Wolfgang: Commercial Project Management bedeutet für mich, Projekte nicht nur technisch, sondern auch kaufmännisch erfolgreich zu steuern. Es umfasst Themen wie Budgetierung, Kostenkontrolle, Vertrags- und Claim-Management, Cashflow-Steuerung und Reporting. In Zeiten hoher Projektkomplexität, knapper Ressourcen und volatiler Märkte beeinflusst CPM maßgeblich, ob Projekte im Budget und Zeitplan bleiben – oder ob sie scheitern. Gerade für Unternehmen mit großen Projektbudgets ist CPM der Garant für Transparenz, Risikominimierung und Ergebnissicherung.
Ulvi: Du übernimmst in deinen Mandaten oft kurzfristig Verantwortung, von Controlling über Bild- und Contract-Management bis hin zum gesamten kaufmännischen Projektmanagement. Wie wirst du in komplexen Projekten schnell wirksam?
Wolfgang: Der Schlüssel ist ein strukturierter Einstieg. Ich verschaffe mir innerhalb weniger Tage einen Überblick über Zahlen, Verträge, Risiken, Prozesse und Organisation. Durch meine Erfahrung erkenne ich schnell kritische Punkte und priorisiere Maßnahmen, die sofort Wirkung entfalten. Parallel baue ich Vertrauen zu Teams und Management auf. So kann ich oft schon nach zwei Wochen spürbare Ergebnisse liefern.

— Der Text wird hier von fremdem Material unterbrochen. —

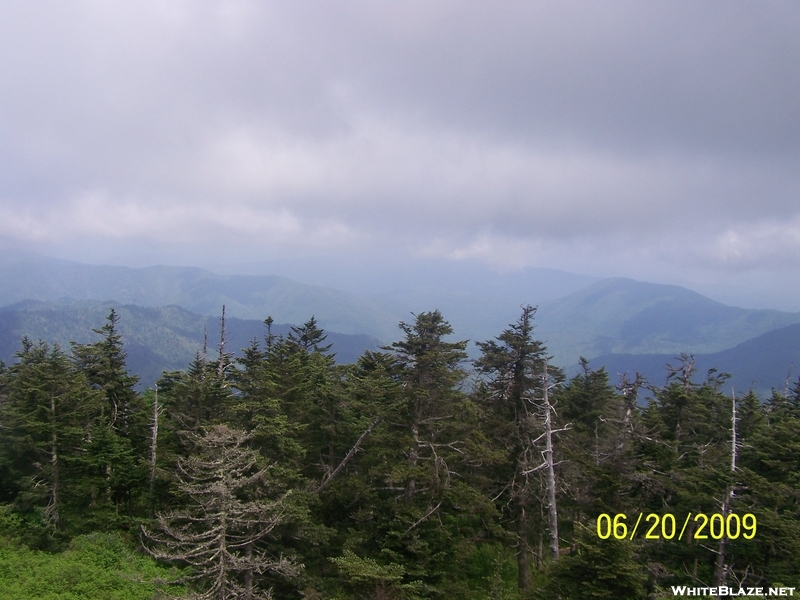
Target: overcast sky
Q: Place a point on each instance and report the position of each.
(658, 140)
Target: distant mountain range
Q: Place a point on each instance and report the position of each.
(762, 363)
(623, 316)
(155, 339)
(165, 310)
(26, 276)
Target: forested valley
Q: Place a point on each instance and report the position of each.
(411, 473)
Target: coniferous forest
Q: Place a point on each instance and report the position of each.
(411, 473)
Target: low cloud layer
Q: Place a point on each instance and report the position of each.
(633, 138)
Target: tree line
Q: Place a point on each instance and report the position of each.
(408, 474)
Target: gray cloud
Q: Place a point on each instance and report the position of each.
(618, 136)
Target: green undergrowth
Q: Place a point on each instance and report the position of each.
(93, 567)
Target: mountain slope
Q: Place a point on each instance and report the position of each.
(761, 363)
(622, 316)
(155, 339)
(27, 276)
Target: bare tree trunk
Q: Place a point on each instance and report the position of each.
(720, 570)
(523, 552)
(52, 509)
(153, 448)
(347, 458)
(221, 362)
(551, 474)
(248, 574)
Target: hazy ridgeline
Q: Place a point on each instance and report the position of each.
(408, 473)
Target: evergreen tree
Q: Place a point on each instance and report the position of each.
(514, 371)
(221, 532)
(46, 415)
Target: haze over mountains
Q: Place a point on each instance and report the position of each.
(624, 324)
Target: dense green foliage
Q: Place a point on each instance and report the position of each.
(403, 475)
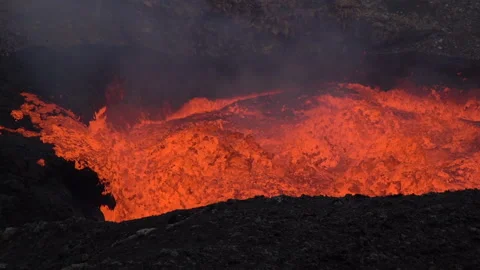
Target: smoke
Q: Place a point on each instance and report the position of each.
(176, 50)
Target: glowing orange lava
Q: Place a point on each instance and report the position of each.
(346, 139)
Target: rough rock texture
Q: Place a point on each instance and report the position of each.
(219, 27)
(437, 231)
(37, 185)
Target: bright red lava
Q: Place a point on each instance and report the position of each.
(347, 139)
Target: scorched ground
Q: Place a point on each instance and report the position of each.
(339, 140)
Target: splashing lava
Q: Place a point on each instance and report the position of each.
(349, 139)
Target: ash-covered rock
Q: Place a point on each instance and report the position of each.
(435, 231)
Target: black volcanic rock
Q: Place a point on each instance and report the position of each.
(434, 231)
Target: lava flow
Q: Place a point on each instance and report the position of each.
(347, 139)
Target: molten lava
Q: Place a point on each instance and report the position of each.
(349, 139)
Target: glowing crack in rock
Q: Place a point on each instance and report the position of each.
(349, 139)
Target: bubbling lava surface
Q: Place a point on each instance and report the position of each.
(345, 139)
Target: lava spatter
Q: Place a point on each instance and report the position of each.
(350, 139)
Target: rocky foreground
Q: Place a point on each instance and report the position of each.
(435, 231)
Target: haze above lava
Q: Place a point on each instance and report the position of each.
(339, 140)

Ulvi: Du berätst Unternehmen bei der Entwicklung und Umsetzung von KI-Agenten im Commercial Project Management. Was verbirgt sich hinter diesem Ansatz und welche konkreten Vorteile können CEOs oder CFOs erwarten?
Wolfgang: KI-Agenten im CPM sind spezialisierte digitale Assistenten, die Routineaufgaben übernehmen, wie etwa die Analyse von Forecast-Daten, die Prüfung von Vertragsklauseln oder die automatische Erstellung von Reports. Der Vorteil für CFOs und CEOs: Sie erhalten schneller valide Informationen, Risiken werden frühzeitig sichtbar und Teams können sich auf wertschöpfende Aufgaben konzentrieren. KI ersetzt NICHT den Menschen, sondern verschafft ihm Freiraum für Entscheidungen und Strategie.
Ulvi: Wie genau unterstützt du denn Unternehmen bei der Einführung von KI-Agenten im kaufmännischen Projektmanagement?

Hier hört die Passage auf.